Chastain has able support from a massive roster of players - including big roles for an impressiveJason Clarke and the ever busy Jennifer Ehle. Kyle Chandler plays the bureaucrat while Mark Strong manages to have some fun as their superior. And the list doesn’t stop there - with fleeting roles for Chris Pratt, Joel Edgerton, Mark Duplass, Frank Grillo and even action chap Scott Adkins.

The film is at its best when the team are deep in their investigations - running down leads and tracking the movements of their villain. Interpersonal matters are all but omitted and the scenes of torture - some presented in an incongrously slick montage - will have you squirming for a variety of reasons.

The final siege is the moment audiences might be most anticipating, and the level of detail is certainly commendable, as well as Bigelow’s decision to stick with the reality of what two dozen armed Navy SEALs would do to three unprepared combatants. It’s all impressively shot and presented, with near documentary realism from cinematographer Greig Fraser.

Jessica Chastain in Zero Dark Thirty
Jessica Chastain in Zero Dark ThirtyEnlarge Enlarge

But ZeroDarkThirty is not without its issues. The 157 minute running time is unnecessary, with the pacing flagging in a despondent middle third. And there’s the inescapable fact that the history of the operation is known by all - the ending is never in doubt and tension is only forced into being by needless machinations, an attempt which is further thwarted by every good scene appearing in the trailers.
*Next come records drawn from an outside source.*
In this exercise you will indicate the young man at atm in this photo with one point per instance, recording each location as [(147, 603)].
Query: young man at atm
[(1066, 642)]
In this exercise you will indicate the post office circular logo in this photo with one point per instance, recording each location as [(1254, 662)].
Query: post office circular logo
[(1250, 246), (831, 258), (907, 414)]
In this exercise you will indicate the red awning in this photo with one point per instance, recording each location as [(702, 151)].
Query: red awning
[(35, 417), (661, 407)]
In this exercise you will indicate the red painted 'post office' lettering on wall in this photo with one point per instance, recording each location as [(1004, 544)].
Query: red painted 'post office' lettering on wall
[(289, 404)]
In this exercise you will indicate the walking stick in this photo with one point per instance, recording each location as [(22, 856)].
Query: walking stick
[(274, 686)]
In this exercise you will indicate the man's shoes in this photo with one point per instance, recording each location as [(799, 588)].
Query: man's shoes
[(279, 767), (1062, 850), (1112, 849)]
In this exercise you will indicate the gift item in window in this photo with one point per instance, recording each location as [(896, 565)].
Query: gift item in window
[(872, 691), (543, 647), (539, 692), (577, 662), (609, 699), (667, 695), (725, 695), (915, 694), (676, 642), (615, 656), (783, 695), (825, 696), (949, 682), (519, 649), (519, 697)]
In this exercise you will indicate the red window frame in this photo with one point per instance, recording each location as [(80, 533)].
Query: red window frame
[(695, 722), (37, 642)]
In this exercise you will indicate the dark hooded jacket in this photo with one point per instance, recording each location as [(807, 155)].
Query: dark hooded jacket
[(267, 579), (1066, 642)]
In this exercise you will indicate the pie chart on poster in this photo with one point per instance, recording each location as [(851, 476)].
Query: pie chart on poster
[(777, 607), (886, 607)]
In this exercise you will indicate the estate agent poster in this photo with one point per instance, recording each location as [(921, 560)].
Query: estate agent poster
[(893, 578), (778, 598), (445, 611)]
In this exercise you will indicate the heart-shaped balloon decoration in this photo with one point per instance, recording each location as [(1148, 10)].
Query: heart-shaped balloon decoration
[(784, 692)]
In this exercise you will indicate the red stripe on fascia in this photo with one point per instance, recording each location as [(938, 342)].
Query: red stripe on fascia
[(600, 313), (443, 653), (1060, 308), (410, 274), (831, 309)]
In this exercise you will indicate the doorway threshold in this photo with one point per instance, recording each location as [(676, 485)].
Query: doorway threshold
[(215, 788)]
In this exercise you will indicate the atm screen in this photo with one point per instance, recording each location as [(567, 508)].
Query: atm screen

Above all else, for me, was that this is a long, detailed and solidly made film which is about killing a man. As in the real case, there’s never the slightest suggestion that bin Laden should be captured and brought to trial for his crimes. And while it almost certainly resonates differently with American audiences, the ending didn’t feel like any kind of victory to me, as I watched the SEALs punish a corpse with unnecessary ballistics.

Zero Dark Thirty is peerless from a filmmaking standpoint - Bigelow knows her craft and Boal’s research is no doubt impeccable. But as a cinema experience it feels lacking, missing a single minded political voice and too serious to ever really strive for entertainment. The Hurt Locker may have had its root in the real life experiences of the soldiers on the ground in Iraq but it remained an action thriller, an intensely cinematic portrait of a man wrought by the fires of war. With ZeroDark Thirty, Bigelow tries to tackle a subject that’s too real and raw, with the result ultimately unsatisfying.